Beachgoers have ignored messages from local council to stay away and have been pictured defying advice from Surf Lifesavers and stepping through barriers.
NSW Police Minister David Elliott said the hundreds of people who turned up to Bondi Beach on Sunday morning will be told to leave.
He said on Channel 7: “We are doing this because we are the fun police. We don’t close these public spaces because we want to punish people.
“Some people are just stupid and want to take the risk. Some people people they think are above the law.”

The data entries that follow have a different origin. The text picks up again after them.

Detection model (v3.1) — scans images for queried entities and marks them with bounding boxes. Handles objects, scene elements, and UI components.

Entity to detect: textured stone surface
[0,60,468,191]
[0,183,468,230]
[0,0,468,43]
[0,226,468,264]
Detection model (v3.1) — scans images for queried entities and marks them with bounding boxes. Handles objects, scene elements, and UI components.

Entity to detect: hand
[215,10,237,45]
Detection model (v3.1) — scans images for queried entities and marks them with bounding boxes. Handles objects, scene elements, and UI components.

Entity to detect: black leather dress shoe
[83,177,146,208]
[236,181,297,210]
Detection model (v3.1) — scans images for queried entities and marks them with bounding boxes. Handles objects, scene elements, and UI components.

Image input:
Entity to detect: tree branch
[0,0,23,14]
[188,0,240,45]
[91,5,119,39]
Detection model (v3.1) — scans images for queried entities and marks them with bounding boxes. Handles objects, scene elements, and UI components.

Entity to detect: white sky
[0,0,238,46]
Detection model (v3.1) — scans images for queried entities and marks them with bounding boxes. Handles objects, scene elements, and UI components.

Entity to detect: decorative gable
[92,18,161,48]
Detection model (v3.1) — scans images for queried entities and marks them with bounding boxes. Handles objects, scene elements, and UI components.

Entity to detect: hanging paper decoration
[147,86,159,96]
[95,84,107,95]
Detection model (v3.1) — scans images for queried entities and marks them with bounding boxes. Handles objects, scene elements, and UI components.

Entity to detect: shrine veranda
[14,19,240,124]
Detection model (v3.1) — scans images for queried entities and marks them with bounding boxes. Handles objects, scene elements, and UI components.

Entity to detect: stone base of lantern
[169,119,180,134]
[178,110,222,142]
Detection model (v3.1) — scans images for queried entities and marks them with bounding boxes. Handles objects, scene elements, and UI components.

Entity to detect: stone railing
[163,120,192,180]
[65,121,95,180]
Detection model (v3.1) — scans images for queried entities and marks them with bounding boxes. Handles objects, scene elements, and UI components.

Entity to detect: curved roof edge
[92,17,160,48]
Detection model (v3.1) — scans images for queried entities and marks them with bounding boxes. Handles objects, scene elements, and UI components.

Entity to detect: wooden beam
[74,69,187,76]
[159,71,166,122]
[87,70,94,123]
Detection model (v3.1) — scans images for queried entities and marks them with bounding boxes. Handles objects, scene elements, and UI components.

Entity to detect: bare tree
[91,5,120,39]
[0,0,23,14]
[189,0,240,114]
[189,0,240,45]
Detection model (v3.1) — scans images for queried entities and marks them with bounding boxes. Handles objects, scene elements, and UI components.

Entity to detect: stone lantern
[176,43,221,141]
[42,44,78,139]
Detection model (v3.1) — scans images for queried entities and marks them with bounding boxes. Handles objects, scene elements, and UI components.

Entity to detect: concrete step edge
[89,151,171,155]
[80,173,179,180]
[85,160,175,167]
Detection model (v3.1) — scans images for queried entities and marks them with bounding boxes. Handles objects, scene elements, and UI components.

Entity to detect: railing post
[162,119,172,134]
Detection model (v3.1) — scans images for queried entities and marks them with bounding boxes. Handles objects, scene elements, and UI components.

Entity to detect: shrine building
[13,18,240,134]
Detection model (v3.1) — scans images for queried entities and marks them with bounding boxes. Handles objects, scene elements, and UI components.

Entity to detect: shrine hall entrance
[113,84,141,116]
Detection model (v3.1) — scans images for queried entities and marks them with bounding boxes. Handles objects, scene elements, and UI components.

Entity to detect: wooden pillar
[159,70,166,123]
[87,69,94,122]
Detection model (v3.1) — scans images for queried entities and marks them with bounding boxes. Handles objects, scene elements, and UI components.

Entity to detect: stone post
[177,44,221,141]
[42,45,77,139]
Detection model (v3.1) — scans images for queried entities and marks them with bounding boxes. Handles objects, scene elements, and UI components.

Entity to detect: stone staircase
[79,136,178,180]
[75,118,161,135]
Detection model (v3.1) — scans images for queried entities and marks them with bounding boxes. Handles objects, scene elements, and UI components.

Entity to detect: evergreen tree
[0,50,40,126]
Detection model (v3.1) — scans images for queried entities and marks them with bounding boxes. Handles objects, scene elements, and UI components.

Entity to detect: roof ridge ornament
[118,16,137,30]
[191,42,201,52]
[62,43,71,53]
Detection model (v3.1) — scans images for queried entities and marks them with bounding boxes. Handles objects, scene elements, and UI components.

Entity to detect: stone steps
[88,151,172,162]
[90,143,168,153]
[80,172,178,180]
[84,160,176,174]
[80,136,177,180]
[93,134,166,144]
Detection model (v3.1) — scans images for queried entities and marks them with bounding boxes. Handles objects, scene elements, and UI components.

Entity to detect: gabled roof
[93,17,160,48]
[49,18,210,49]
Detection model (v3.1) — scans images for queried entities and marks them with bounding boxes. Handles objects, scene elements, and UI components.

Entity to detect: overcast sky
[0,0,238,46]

Mr Elliot and NSW Police will hold a press conference at 1pm AEDT to announce law enforcement powers which could see people fined up to $11,000 or six months in jail if they fail to comply with public health orders.
A number of beaches in Sydney are closed after a lack of social distancing on Bondi Beach caused worldwide outrage.
A source told news.com.au: “I spoke to the life guards and they said they didn’t have the authority to stop them, they could only advise them not to go onto the beach.”
Waverley Council on Saturday closed all three of its beaches in an immediate response to NSW Police Minister David Elliot’s announcement that beaches across the state can only have a maximum of 500 people on the beach at any one time.
Those beaches are Bondi, Bronte and Tamarama.
Nearby Randwick Council has followed suit, closing Maroubra, Coogee and Clovelly beaches
The closure will allow Councils to plan ways it can comply with the new restrictions effective immediately, Waverley Council said in a statement.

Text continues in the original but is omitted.